Designing Intervention
2013

Operating on Beyazit Meydan
Istanbul, Turkey
The proposal for a master plan and new library assumes the existing site and its conditions as the basis for accepting a new layer of physical operations. Whereas the site performs mostly as a space of passage between two places, we identify the gate to be the object of passage par excellence, and we find the Meydan and its vicinity to contain several examples of the gate in its symbolic form: the Gate to the University, the Gate to the Grand Bazaar, and the Gate to Constantinople. Each of these gates symbolize a formal constituent of society (the Academy, the Economy, and the State, respectively), relegated to a status of monument that is today outmoded. At the same time, the Meydan finds its users to fit into the quotidian groups of those same three: the student, the street hawker, and the everyday citizen. The proposal becomes a new series of gates in the form of discreet interventions with the capacity to give to the contemporary Beyazit Meydan user in very explicit terms what the original gates have only promised: access to education, access to exchange, and access to the city.


These are understood to be impermanent interventions, each separately the subject of the same select removal of built artifacts that the Beyazit Meydan has experienced dating back to the time when the peninsula was Constantinople. Here the individual intervention finds itself in a predicament: each has the existential requirement to be autonomous, to claim on its own to be a valid element of the Meydan, even as they are together understood to be a suite at their inception. For this reason they might share formal and/or tectonic qualities, but need to retain a greater or lesser degree of difference so as not to be the subject of blanketed removal by the whims of the next political regime. Here begins a game of camouflage and revelation.
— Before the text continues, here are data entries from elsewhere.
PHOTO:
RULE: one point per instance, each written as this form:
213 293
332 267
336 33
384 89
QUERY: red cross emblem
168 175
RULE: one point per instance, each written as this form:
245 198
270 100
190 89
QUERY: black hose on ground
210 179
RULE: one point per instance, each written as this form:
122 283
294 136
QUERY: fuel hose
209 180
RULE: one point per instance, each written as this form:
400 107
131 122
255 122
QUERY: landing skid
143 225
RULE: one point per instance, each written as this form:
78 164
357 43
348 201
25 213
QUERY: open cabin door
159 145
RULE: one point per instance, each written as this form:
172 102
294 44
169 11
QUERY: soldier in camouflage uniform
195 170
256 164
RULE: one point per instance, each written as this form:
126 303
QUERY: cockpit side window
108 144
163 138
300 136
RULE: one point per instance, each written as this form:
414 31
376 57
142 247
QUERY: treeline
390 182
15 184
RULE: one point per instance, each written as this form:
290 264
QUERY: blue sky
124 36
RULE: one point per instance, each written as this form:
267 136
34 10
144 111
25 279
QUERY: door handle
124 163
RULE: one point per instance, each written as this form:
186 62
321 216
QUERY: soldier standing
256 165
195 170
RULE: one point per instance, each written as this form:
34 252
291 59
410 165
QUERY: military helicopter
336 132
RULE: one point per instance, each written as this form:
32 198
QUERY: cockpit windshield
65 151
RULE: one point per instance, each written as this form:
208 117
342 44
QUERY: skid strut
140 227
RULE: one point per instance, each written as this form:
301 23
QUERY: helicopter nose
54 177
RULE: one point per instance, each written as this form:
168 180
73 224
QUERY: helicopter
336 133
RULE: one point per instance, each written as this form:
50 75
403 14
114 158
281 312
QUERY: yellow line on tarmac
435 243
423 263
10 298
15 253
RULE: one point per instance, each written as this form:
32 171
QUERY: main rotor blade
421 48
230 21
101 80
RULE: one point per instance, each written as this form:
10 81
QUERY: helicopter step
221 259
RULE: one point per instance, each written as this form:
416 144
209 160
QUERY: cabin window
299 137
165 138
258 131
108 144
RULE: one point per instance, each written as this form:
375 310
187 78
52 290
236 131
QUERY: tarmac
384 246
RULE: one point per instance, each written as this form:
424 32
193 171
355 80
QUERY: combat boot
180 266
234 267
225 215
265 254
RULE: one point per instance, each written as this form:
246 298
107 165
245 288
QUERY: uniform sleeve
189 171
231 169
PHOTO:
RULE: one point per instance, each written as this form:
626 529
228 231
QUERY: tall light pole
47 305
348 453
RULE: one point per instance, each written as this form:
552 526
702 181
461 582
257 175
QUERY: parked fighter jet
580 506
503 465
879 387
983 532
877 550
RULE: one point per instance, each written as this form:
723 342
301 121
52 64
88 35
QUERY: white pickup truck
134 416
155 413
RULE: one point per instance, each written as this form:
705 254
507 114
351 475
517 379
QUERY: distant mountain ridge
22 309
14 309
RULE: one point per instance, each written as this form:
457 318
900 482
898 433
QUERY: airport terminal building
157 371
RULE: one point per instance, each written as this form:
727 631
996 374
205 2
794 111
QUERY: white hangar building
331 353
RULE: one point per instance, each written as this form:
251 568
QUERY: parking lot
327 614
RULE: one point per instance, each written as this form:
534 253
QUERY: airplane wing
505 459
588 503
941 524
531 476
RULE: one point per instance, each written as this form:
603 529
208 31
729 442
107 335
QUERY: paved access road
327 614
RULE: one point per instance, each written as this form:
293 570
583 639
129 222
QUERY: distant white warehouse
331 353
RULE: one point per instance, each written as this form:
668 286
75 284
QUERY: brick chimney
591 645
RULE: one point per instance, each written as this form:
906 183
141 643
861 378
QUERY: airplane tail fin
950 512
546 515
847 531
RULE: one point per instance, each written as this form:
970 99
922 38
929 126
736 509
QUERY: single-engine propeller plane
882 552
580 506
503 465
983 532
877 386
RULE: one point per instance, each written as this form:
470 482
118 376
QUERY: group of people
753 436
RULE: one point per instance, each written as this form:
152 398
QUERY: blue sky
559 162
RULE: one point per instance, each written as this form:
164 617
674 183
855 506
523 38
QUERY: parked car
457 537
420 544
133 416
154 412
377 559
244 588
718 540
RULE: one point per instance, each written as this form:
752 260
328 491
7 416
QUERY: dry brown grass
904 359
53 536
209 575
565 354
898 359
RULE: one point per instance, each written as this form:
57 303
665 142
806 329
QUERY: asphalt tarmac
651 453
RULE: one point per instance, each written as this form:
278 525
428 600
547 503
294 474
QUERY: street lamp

On the one hand, the Meydan is programmatically flexible, offering to be the site of a flea market one day, or that of a protest on another. On the other hand, it resists specific programming. Cafes alongside the mosque - a typical hallmark of placemaking - are in disuse; formal landscaping near the university gate is altogether unused. Each intervention needs therefore to be not reliant exclusively on the success of its ability to program. At the same time it is liberated from the standard performance criteria of usage; the assumption is that it won’t be used. The interventions should embody this apparent paradox, having the capacity to serve a multitude of tasks.